Inference for Stan model: 5d94ea74015401e0c0cb98f838a8f712.
4 chains, each with iter=1000; warmup=500; thin=1;
post-warmup draws per chain=500, total post-warmup draws=2000.

mean se_mean   sd 2.5%  25%  50%  75% 97.5% n_eff Rhat
auc 0.56    0.01 0.08 0.42 0.51 0.55 0.61  0.73   164 1.01

Samples were drawn using NUTS(diag_e) at Tue Oct 29 15:42:58 2019.
For each parameter, n_eff is a crude measure of effective sample size,
and Rhat is the potential scale reduction factor on split chains (at
convergence, Rhat=1).


I changed adapt_delta to 0.99 and max_treedepth to 20 and results were similar. Clearly the estimated AUC (0.56) is far away from the truth (0.81).

I then ran a second code as follows:

mycode2 = "
data {
int<lower=0> n0;
int<lower=0> n1;
real y0[n0];
real y1[n1];
}

parameters {
real mu0;
real<lower=0> sig0;
real alpha;
real<lower=0> beta;
}

transformed parameters {
real auc;
auc = Phi(alpha/sqrt(1+beta*beta));
}

model {
real zstar[n1];
target += normal_lpdf(mu0 | 0,10);
target += gamma_lpdf(sig0 |.01,.01);
target += normal_lpdf(alpha | 0,10);
target += gamma_lpdf(beta |.01,.01);
target += normal_lpdf(y0 | mu0,sig0);
for (j in 1:n1) {
zstar[j] = -(y1[j]-mu0);
}
target += normal_lpdf(zstar | -alpha*sig0,beta*sig0);
}
"


Note that the model in mycode2 is equivalent to that in mycode1; I simply multiplied both sides of the normal model in the last line by \sigma_0. STAN had no problem with this new code and produced reasonable AUC estimate (0.84)

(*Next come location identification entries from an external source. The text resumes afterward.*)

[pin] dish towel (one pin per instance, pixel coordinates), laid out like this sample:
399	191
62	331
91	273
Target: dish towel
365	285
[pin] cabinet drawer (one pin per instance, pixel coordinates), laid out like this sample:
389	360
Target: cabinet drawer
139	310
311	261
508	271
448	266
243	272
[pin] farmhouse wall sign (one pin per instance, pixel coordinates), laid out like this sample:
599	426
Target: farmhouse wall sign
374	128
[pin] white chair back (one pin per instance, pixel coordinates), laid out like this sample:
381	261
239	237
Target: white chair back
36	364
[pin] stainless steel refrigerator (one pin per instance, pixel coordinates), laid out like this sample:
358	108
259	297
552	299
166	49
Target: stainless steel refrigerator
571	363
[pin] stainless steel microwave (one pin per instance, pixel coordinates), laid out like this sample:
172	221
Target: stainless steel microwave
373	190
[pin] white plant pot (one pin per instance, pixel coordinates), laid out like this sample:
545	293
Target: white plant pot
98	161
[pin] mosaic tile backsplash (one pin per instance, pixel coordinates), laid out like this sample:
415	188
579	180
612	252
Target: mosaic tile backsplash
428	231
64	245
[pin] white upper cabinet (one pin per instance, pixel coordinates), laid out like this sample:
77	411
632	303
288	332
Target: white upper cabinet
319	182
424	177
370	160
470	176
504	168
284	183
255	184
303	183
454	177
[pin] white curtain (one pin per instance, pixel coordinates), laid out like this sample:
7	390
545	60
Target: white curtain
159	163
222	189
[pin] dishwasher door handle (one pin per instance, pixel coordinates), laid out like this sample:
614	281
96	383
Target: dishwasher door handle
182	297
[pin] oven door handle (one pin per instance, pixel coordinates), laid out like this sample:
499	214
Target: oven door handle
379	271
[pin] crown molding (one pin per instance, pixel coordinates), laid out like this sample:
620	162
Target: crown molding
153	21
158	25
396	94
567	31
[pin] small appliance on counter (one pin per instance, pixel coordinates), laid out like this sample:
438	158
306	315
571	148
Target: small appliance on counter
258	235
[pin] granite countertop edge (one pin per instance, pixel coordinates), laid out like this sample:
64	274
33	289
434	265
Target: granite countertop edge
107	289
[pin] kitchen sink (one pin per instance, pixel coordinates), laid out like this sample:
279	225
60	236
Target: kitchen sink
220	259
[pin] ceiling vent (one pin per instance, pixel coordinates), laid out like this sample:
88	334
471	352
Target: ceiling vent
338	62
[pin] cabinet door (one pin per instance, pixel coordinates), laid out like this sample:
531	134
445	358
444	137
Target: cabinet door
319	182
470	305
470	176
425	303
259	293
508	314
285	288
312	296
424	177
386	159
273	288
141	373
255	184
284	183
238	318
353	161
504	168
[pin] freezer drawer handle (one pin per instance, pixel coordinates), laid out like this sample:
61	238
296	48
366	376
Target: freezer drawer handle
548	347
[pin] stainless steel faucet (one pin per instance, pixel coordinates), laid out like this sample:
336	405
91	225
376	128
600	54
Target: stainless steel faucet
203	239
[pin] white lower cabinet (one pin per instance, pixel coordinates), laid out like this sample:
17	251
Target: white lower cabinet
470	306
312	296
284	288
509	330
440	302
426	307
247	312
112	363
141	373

fit2 <- stan(model_code = mycode2, data = mydata, iter = 1000, chains = 4, control = list(adapt_delta = 0.8, max_treedepth = 10))

print(fit2,pars=c("auc"))

4 chains, each with iter=1000; warmup=500; thin=1;
post-warmup draws per chain=500, total post-warmup draws=2000.

mean se_mean   sd 2.5%  25%  50%  75% 97.5% n_eff Rhat
auc 0.84       0 0.04 0.75 0.81 0.84 0.87   0.9  1340    1

Samples were drawn using NUTS(diag_e) at Tue Oct 29 15:42:21 2019.
For each parameter, n_eff is a crude measure of effective sample size,
and Rhat is the potential scale reduction factor on split chains (at
convergence, Rhat=1).


Although mycode2 worked, it is not helpful to me, as in almost all non-binormal ROC models I can’t simplify z^* and don’t have the convenience to move some parameters around. In those general cases, the for-loop in mycode1 will be something like

  for (j in 1:n1) {
zstar[j] = h(1-F_0(y1[j];\theta);
}


where F_0 can be the CDF of a non-central \chi^2 with parameters \theta and h the inverse of another CDF. As such it is important that I can run mycode1 in STAN and get similar results as with mycode2. The question is how to improve the convergence of mycode2. Any suggestions will be highly appreciated.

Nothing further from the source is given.